Figure 1. Changes in Out-of-Pocket Spending for OAM Fills Among Fully Insured Plan Members in States With Caps Predeductible and Postdeductible vs Only Postdeductible, Controlling for Trends in Self-Funded Plans
In this analysis of 2011-2017 Health Care Cost Institute claims data, means were estimated using a generalized estimating equation with an identity link and gamma distribution. Models were adjusted using inverse probability of treatment propensity score weights, controlling for age, sex, and the quarter in which the prescription was filled. OAM indicates orally administered anticancer medication.

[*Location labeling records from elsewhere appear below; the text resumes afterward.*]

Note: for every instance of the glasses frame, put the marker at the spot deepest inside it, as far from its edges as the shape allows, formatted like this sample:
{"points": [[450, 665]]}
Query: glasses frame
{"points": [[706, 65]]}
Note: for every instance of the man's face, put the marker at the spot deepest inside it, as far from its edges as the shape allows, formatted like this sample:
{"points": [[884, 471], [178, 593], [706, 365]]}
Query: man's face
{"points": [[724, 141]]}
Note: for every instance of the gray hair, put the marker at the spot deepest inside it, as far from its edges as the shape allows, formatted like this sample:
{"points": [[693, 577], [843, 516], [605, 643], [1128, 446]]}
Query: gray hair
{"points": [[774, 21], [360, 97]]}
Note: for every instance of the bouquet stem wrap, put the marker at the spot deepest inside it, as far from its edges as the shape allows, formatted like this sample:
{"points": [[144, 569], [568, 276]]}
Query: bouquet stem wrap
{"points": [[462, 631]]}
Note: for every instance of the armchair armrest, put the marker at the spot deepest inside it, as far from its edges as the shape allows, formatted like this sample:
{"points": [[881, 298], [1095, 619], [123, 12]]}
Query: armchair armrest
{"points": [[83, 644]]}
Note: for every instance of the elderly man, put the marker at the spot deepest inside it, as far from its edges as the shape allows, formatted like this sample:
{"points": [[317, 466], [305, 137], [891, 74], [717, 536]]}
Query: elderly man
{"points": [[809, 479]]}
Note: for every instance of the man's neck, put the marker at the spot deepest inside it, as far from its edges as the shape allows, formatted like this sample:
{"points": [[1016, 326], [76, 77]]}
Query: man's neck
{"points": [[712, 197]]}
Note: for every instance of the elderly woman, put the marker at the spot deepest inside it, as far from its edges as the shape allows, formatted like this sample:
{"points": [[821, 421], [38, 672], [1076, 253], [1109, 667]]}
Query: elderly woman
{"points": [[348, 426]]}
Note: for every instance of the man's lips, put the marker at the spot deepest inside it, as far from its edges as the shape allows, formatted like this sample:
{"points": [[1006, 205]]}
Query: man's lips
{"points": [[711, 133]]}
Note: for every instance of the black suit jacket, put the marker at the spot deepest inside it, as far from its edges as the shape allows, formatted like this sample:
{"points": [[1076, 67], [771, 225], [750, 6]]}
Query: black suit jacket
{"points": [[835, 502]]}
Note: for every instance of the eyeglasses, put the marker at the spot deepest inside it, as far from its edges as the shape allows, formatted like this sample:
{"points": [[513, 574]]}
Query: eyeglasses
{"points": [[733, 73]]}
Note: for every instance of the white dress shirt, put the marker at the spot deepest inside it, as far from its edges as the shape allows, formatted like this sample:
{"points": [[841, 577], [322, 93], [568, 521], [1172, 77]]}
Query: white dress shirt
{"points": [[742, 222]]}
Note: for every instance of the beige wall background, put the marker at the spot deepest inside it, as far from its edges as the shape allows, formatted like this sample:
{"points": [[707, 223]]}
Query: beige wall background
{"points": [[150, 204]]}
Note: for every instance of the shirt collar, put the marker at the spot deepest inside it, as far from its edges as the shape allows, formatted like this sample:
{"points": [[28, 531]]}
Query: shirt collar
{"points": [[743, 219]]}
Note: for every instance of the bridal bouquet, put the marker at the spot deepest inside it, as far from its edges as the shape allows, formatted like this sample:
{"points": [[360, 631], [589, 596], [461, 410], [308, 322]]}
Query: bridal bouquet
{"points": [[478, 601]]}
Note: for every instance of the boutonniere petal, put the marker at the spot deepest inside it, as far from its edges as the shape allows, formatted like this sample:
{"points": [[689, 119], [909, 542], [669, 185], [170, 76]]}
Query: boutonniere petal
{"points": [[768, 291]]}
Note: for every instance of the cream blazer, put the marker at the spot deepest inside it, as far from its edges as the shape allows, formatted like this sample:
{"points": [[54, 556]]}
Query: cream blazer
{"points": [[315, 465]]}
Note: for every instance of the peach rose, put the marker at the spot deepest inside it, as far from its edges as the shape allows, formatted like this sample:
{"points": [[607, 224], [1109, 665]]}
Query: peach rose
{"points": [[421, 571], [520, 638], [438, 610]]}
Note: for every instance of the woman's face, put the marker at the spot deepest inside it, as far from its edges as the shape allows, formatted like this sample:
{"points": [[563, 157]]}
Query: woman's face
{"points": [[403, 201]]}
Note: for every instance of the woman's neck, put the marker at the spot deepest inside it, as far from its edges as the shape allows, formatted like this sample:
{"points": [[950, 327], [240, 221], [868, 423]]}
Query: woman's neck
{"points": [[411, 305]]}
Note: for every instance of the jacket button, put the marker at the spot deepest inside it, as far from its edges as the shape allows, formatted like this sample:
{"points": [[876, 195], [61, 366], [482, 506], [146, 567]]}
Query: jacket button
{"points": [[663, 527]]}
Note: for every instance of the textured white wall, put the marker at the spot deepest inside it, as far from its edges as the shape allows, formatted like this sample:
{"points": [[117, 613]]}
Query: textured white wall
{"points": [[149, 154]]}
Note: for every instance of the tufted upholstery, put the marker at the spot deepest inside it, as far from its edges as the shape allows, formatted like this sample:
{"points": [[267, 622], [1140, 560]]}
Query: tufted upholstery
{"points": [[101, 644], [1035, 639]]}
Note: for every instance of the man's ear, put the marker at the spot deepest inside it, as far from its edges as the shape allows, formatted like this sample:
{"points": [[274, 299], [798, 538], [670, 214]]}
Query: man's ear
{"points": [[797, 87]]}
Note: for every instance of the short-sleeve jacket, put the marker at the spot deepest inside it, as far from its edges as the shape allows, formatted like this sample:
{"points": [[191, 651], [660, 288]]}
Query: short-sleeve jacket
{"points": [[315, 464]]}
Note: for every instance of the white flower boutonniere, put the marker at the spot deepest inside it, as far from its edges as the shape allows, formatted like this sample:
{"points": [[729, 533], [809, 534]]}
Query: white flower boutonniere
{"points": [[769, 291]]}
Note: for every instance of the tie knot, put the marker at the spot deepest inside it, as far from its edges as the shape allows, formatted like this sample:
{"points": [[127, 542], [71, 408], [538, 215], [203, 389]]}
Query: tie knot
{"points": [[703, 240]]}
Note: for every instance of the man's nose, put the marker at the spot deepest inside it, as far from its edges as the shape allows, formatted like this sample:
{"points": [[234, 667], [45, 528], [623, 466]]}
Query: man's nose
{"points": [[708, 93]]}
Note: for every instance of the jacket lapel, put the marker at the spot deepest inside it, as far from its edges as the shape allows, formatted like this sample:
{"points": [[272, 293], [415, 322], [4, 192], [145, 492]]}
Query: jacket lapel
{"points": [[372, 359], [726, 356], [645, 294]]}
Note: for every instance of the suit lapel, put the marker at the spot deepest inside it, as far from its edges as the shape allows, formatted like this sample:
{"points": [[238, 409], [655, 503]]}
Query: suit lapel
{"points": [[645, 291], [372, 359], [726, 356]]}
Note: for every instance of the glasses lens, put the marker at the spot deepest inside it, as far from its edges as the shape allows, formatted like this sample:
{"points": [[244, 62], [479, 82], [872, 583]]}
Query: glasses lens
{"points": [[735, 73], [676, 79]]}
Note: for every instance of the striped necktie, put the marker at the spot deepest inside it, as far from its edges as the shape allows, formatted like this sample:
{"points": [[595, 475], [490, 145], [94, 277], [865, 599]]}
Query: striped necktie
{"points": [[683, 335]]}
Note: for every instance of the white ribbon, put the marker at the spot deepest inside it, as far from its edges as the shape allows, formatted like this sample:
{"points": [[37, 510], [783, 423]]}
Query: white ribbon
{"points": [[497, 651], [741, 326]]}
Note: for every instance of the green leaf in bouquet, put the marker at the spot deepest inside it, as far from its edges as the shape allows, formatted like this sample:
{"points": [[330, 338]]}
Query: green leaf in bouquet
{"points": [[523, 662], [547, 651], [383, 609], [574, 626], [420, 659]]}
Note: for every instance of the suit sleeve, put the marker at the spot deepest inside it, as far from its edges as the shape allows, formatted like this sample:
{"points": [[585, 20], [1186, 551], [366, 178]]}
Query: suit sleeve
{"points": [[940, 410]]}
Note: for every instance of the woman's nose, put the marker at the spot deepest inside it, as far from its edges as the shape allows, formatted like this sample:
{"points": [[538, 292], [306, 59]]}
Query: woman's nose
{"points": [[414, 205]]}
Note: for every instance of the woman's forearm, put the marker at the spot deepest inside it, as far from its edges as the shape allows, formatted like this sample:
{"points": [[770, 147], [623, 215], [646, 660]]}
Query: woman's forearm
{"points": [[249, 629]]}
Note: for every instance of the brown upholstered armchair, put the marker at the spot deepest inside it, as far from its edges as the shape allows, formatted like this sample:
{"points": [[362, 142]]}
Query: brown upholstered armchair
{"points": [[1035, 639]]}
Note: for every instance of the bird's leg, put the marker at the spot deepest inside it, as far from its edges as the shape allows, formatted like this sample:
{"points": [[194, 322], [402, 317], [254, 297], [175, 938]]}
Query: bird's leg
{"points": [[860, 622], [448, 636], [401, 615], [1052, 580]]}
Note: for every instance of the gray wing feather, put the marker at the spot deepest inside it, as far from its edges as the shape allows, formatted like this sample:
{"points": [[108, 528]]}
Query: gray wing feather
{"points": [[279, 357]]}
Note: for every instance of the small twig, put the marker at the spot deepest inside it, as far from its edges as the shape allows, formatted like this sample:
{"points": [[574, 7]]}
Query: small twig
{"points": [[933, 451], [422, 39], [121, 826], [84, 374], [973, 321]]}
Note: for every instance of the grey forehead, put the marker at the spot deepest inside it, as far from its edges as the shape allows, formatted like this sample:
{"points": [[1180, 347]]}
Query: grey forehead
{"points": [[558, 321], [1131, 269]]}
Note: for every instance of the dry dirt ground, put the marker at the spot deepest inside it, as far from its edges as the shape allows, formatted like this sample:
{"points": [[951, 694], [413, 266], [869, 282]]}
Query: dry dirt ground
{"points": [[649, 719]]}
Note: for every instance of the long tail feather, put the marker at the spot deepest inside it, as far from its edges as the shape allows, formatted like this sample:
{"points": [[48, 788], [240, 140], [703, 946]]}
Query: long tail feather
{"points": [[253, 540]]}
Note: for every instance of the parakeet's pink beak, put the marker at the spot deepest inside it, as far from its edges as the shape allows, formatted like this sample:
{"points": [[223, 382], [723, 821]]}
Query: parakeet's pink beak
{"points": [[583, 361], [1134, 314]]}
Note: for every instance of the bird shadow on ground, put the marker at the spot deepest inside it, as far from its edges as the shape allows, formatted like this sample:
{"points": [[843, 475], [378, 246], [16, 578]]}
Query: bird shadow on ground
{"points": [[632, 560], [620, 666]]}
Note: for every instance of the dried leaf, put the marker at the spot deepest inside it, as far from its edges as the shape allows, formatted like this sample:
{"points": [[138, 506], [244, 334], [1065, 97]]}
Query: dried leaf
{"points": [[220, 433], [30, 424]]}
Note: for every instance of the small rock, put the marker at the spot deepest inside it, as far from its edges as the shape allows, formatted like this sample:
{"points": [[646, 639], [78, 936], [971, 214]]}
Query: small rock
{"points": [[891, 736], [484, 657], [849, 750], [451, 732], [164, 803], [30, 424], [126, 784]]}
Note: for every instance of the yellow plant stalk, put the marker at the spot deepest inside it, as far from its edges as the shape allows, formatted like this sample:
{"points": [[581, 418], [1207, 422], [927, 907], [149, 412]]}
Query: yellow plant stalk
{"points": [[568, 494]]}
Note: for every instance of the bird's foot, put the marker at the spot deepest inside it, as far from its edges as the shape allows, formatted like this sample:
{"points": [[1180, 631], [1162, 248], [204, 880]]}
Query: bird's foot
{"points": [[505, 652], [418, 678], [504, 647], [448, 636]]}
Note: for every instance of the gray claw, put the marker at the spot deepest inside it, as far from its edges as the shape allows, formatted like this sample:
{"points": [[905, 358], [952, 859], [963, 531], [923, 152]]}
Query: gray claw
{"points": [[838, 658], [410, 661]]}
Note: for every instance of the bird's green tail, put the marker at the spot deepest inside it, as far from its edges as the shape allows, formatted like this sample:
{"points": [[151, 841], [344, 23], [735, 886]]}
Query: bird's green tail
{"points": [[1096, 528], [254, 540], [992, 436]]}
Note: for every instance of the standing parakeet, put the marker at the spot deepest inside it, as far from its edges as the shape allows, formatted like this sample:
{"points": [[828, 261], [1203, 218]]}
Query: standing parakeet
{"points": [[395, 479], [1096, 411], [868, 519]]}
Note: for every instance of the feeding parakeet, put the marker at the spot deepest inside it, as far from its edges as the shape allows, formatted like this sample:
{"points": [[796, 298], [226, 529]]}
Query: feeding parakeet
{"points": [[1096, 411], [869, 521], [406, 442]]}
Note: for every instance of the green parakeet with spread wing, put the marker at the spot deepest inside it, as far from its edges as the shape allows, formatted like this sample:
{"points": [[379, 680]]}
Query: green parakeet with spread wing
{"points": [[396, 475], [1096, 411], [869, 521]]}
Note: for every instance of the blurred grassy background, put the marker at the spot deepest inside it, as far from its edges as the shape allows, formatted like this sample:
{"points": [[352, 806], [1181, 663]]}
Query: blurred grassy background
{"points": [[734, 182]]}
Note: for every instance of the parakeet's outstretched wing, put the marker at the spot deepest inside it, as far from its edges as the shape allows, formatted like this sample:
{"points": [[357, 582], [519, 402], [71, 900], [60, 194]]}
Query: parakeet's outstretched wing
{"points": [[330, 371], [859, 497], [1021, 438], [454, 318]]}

Figure 2. Mean Annual Per-User Health Plan Spending on OAMs Preparity and Postparity by Plan Funding and Presence vs Absence of an Out-of-Pocket Spending Cap
In this analysis of 2011-2017 Health Care Cost Institute claims data, means were estimated using a generalized estimating equation with an identity link and normal distribution. Propensity score–weighted difference-in-difference-in-differences models (controlling for age, sex, and the quarter in which the prescription was filled) estimated a nonstatistically significant additional $9799 per person-year in annual total orally administered anticancer medication (OAM) spending for those in fully insured plans with caps relative to those in fully insured plans without caps, controlling for changes among self-funded members over the same period (difference in difference in differences, $9799; 95% CI, −$4230 to $23 829).